Repackaging Macadamias

So we brought back a number of gifts from Sydney with us – namely nuts, because almost everyone in singapore is, somewhat oddly, fanatic about macadamias. The thing is, we didn’t quite purchase enough. When you are at a shop ordering nearly 2kg of nuts it seems like a lot until you realise you need to split it between your families, your colleagues, etc. So the obvious solution is to repackage:

We got the idea to cut and fold up paper plates from Pinterest. I didn’t do as nice a job here (the plates we got were too small) but I think it’s decent enough for Singaporean design standards.


There weren’t as many flavours as I had hoped (like abalone, etc.) but there was chilli


and honey roasted.


I think they look just adorable with the little pegs (which I collected back from everyone for reuse lol.)

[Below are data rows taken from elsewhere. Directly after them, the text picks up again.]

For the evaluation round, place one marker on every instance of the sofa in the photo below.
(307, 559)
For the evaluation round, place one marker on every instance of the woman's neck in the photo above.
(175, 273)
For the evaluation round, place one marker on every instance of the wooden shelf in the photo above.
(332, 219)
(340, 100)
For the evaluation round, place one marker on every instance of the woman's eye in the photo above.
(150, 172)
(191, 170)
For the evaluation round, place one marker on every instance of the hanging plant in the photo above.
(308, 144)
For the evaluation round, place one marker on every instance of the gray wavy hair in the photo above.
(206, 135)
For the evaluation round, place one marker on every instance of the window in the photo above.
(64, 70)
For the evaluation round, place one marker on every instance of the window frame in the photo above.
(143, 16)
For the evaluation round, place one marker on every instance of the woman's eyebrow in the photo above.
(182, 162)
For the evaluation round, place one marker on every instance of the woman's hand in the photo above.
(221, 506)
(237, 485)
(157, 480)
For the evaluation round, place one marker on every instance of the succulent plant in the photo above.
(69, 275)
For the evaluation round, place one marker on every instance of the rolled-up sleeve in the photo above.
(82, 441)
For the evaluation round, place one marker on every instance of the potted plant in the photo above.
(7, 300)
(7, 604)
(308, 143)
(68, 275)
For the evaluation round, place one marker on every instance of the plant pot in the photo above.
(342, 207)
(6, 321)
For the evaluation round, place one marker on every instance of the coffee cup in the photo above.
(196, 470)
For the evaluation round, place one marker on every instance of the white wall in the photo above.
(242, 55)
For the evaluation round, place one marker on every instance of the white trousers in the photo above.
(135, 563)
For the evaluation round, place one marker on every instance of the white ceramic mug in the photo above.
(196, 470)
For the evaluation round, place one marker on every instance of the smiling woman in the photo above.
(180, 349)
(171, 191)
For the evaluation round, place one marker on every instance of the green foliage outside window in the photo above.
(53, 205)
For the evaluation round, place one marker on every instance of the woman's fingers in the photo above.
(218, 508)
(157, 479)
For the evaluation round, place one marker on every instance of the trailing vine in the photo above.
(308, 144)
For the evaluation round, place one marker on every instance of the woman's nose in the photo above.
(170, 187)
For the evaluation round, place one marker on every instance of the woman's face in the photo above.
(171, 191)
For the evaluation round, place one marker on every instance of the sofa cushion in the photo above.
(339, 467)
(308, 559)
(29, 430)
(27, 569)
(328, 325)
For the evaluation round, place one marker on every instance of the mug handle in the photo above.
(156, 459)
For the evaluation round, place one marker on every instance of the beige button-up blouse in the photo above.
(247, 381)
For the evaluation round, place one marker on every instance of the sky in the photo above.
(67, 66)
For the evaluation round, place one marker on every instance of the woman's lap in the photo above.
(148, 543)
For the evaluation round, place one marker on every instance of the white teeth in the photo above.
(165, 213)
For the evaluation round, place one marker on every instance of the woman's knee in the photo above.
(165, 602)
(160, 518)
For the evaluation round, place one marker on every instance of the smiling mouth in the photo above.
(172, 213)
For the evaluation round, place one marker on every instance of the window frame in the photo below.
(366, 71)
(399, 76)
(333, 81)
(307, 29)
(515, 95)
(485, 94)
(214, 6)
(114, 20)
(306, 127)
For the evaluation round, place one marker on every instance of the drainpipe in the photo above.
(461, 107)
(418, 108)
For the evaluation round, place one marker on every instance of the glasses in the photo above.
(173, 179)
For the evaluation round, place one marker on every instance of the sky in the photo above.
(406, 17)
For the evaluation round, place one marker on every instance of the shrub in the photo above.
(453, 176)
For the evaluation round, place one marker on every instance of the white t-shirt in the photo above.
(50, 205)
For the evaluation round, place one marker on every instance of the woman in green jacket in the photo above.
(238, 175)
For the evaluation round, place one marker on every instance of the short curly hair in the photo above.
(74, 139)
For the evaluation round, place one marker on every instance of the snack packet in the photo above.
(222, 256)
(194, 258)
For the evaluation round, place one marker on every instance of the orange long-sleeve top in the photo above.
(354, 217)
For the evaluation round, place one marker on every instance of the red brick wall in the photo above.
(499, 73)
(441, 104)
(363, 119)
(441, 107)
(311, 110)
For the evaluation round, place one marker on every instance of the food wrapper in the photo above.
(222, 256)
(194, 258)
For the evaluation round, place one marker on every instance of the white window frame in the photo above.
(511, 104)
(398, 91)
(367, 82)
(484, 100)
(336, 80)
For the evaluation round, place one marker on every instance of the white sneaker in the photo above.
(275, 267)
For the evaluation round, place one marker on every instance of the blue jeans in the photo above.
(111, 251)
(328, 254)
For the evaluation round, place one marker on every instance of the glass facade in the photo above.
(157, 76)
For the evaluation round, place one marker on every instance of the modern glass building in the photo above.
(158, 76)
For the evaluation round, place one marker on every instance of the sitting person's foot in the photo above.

I also purchased some raw macadamias to make macadamia cookies. After walking around Candy Empire in Star Vista looking for white chocolate chips (to no avail) we discovered packages and packages of macadamia shortbread, so I made that instead. Much easier, in my opinion, apart from the fact that you have to cool these babies in the fridge for 2 hours to preserve the sharp edges of the knife cut.


I made the Scottish shortbread finger style, as well as the round button shaped ones pressed down with a fork and sprinkled with vanilla sugar (supposed to be for Creme Brulee but I haven’t made that in a while)


Here it is with the vase I brought back from Opus Design Co. on Oxford Street in Paddington.

Liangze and his friends inhaled an entire tray of these almost instantaneously while playing Citadels and I had to give them more in ziplocs to take home.